Seeking opportunities - professional network dos and don’ts
So you’ve got a good, strong network of colleagues and mentors at your current firm - great! Now to sustain that network, and hopefully use your contacts to your advantage. But before you go asking favours of all the senior partners at your firm, there are a few etiquette pointers for sustaining your professional network. Check out our dos and don’ts…
Do offer help in return
When you, a trainee, have a mentor who just made partner, it may seem like there is loads that they can offer you, and very little you can offer in return. But that doesn’t mean that the professional relationship should be all take, take, take. Sit down with them and figure out what exactly you have skillswise that you could offer to this contact.
It could be that there’s a mutually beneficial situation - they might be swamped with a case and need an extra hand, for example. At the very least, if a senior colleague refers you for a role or position, or offers you some well-informed advice, you should be grateful - if they are going above and beyond to help you professionally, you should go out of your way to do the same.
Do think outside your firm
It’s easy to assume that your network is confined to your particular office building - but this isn’t the case at all. A lot of firms, particularly City and international ones, have offices up and down the country, and even elsewhere in the world. If you’re considering an NQ position in a different city, or want to move to a specialist department located somewhere else, it’s likely that a positive referral from within your firm will put you in good stead. Don’t be afraid to show an interest in opportunities elsewhere - it shows maturity and integrity as a young lawyer.
Don’t overstep boundaries
The emphasis here is on the “professional” in professional network - just because you grabbed a coffee with that partner from M&A that time, it doesn’t mean that she’s your new best friend. While it’s fine to feel comfortable and supported by mentors and colleagues, you should always remember that you know them in a professional capacity, and it’s best to keep personal matters off the table.
Speaking about your long-term career goals and interests within law are good conversation topics. Divulging details on your recent night out or relationship details? Not such a good idea - especially if you’re talking to a superior colleague.
Don’t take your contacts for granted
A professional network is a great thing, and will be an asset to your career as you progress through law - but that doesn’t mean that everyone is automatically entitled to one. There are often opportunities for trainees to connect with a mentor and attend networking events - but this doesn’t mean you’ll be spoon-fed. While most colleagues will be happy to provide advice and (if they know you well) refer you for jobs or seats, you have to put the work in to build the relationship.
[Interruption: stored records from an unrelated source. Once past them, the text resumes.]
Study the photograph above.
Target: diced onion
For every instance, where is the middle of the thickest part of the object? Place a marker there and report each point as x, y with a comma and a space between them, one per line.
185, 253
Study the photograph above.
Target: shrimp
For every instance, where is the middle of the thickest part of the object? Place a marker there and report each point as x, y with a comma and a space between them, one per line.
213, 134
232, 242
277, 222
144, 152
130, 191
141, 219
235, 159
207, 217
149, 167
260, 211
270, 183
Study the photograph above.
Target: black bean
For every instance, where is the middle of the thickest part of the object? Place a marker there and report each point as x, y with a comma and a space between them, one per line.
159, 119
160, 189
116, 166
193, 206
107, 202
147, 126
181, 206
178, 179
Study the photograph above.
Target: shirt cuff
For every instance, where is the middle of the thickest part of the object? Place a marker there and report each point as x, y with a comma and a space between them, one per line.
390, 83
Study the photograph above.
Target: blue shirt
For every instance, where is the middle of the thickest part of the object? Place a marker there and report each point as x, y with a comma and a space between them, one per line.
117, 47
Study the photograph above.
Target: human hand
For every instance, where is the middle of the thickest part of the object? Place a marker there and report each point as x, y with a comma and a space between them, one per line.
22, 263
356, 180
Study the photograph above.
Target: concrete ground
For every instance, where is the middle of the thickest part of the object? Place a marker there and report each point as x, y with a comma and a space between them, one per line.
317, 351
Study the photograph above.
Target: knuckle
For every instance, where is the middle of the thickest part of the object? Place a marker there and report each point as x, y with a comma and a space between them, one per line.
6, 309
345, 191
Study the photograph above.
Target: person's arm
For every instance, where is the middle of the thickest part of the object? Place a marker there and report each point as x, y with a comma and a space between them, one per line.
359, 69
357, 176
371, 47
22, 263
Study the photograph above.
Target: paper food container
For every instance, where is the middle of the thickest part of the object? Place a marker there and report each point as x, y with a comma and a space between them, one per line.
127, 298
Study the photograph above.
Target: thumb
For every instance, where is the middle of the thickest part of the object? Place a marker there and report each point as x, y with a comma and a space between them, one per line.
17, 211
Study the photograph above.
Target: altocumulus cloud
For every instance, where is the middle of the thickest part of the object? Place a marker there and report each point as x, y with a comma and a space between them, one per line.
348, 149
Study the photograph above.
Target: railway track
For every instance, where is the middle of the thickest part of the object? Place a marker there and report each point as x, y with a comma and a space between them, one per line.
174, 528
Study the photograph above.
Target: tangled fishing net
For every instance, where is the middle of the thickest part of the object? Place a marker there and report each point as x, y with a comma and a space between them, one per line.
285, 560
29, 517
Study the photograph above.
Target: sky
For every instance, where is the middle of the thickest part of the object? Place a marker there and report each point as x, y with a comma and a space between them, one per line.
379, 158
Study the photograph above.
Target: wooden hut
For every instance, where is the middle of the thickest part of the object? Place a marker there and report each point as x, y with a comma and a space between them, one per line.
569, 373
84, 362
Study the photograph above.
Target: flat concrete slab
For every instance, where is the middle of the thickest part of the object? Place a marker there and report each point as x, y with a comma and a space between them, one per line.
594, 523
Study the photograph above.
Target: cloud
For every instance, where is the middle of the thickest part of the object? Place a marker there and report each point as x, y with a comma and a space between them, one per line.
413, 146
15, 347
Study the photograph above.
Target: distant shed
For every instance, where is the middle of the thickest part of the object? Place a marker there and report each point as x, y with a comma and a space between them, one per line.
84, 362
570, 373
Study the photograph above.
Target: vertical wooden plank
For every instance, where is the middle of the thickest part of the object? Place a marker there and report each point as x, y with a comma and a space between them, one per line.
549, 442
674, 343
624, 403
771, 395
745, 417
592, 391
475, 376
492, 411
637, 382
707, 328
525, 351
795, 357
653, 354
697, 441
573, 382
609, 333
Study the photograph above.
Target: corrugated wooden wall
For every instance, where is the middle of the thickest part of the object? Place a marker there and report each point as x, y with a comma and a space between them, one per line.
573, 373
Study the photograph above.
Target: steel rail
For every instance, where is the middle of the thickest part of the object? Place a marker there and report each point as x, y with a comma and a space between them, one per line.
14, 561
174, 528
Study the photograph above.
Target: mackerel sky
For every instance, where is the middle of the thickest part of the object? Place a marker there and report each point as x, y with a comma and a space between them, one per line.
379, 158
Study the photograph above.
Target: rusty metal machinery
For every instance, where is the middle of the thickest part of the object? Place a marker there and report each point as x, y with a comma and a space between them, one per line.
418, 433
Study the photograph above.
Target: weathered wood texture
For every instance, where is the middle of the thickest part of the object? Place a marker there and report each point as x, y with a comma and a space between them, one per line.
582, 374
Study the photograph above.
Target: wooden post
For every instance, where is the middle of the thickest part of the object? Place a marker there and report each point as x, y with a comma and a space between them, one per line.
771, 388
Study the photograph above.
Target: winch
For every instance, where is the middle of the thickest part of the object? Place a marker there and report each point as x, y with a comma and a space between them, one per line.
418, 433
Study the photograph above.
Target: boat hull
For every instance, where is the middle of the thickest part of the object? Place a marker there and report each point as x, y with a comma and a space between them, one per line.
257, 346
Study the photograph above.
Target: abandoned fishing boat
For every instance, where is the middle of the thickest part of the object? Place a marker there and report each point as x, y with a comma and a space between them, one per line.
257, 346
Be proactive: approach partners from departments that interest you, have a few questions in mind to ask your mentee, and follow up any conversations you have at a networking event with an email. This sort of communication leads to valuable professional relationships, and only when you have a strong professional link with someone will they be willing to do you large favours, such as referring you for positions.
Do be aware of etiquette!
At the end of the day, everyone in a law firm is there to work - sometimes, life will be very busy for them. Be sensitive to the schedules of people within your network - don’t go barging into offices unannounced, or peppering them with emails on an hourly basis. If there comes a time when a mentor or colleague isn’t able to help you, don’t be downhearted - it’s likely that the reason is professional.
Don’t forget to say thanks
It goes without saying that if someone does you a favour - whether they buy you a coffee, recommend you for a job, or answer a logistical question - you should say thank you! Professional contacts will last a lot longer if you’re genuinely grateful for any assistance - and as you progress in the world of law, it can only be a good thing to have a firm-wide (or even countrywide) network of like-minded individuals.